Questo nuovo passo della crisi politica non fa che acuire la già grave crisi economica che affligge da anni il Paese. Quando il presidente tunisino ha annunciato lo scioglimento del parlamento, la Tunisia era alla ricerca di soluzioni alla sua crisi politica per convincere i suoi partner finanziari e le istituzioni internazionali a continuare a sostenere l’economia, che ha bisogno di finanziamenti esterni per almeno 12 miliardi di dinari (circa 4 miliardi di dollari) in modo da garantire i beni di prima necessità delle importazioni e il pagamento degli stipendi.

Secondo molti osservatori locali, questo passo estenderà le difficoltà economiche e sociali del Paese alla luce delle difficoltà di vita e dal calo del potere d’acquisto e della valuta locale.

La decisione di sciogliere il Parlamento è arrivata poche ore dopo che il ministro delle Finanze, Siham Namsieh, ha annunciato che c’erano indicazioni positive sull’accordo di prestito con il Fondo monetario internazionale. Era arrivato anche l’annuncio da parte dell’Unione Europea dell’intenzione di destinare 4 miliardi di euro in investimenti in Tunisia. La stabilità politica delle istituzioni di governance e il consenso interno sono tra le condizioni fondamentali per i finanziatori esterni, poiché il Fondo monetario internazionale chiede un programma di riforma che goda di un ampio consenso interno.

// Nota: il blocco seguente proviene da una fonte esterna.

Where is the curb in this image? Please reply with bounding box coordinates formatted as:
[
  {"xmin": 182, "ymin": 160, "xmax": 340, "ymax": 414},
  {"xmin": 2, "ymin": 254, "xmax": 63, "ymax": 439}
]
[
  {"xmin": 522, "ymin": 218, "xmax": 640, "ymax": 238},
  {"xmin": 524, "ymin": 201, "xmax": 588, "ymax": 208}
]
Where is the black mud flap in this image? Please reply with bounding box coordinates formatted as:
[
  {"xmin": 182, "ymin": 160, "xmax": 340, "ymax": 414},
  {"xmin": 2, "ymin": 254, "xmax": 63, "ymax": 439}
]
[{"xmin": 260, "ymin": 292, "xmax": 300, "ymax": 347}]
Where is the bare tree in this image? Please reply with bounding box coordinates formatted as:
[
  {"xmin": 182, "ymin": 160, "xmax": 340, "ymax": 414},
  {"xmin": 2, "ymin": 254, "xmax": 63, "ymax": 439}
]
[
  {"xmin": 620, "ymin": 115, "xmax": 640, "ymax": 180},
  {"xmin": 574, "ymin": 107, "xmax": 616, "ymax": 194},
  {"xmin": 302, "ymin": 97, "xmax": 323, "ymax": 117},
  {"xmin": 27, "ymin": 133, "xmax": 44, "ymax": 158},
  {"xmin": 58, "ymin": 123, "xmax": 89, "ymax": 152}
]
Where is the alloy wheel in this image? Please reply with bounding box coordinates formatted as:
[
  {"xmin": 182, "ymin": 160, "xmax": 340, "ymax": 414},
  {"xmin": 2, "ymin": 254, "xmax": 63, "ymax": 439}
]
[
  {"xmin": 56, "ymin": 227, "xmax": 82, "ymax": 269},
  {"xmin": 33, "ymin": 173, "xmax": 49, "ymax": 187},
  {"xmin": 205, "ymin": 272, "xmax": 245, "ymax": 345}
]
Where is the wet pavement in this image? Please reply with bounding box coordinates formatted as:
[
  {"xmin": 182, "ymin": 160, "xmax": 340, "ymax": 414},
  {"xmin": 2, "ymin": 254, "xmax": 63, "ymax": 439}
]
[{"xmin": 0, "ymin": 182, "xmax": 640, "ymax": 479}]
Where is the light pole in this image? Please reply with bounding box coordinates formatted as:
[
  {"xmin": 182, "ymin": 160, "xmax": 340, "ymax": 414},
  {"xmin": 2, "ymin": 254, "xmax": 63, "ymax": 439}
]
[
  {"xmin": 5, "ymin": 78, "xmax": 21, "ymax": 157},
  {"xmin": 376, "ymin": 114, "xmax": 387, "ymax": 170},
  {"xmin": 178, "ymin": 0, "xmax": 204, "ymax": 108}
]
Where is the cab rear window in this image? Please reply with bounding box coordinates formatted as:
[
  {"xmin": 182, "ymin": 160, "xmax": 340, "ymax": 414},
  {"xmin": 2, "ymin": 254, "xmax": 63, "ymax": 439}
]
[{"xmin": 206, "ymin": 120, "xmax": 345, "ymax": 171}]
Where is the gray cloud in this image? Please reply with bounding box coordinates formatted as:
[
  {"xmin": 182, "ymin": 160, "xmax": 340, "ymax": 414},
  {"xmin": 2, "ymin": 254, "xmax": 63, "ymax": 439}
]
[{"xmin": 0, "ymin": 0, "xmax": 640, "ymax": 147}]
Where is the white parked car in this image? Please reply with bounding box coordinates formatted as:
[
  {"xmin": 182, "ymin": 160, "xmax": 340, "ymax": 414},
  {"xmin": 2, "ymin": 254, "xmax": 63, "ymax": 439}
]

Anche i partner finanziari della Tunisia, in particolare l’Unione europea, sottolineano l’importanza del ritorno al governo di istituzioni legittime, mentre le rivalità politiche tra il presidente Saied e Ghannouchi hanno aggravato la crisi nelle sue varie forme.

L’ambasciatore dell’Unione europea in Tunisia, Marcos Cornaro, ha affermato che l’Ue continuerà a sostenere la Tunisia, ma chiede il ritorno delle istituzioni legittime, dichiarando la disponibilità dei Paesi europei a fornire 4 miliardi di euro (circa 4,5 miliardi di dollari ) nel finanziamento alla Tunisia, firmando un accordo con Tunisia e Fondo monetario internazionale, tra il 2022 e il 2027.

Il rapporto della banca d’affari Morgan Stanley ha messo in guardia sull’incapacità della Tunisia di adempiere ai propri obblighi nei confronti dei creditori, avvertendo che la Tunisia si avvia al default sui suoi debiti, se l’attuale deterioramento delle finanze pubbliche dello Stato continua. Ritiene che ciò possa accadere l’anno prossimo a meno che il paese non raggiunga rapidamente un programma con l’Fmi e non avvii profondi tagli alla spesa. Ciò arriva dopo un avvertimento simile lanciato dall’agenzia di rating del credito, Fitch, che ha declassato il rating del debito sovrano tunisino a (CCC) da (B-).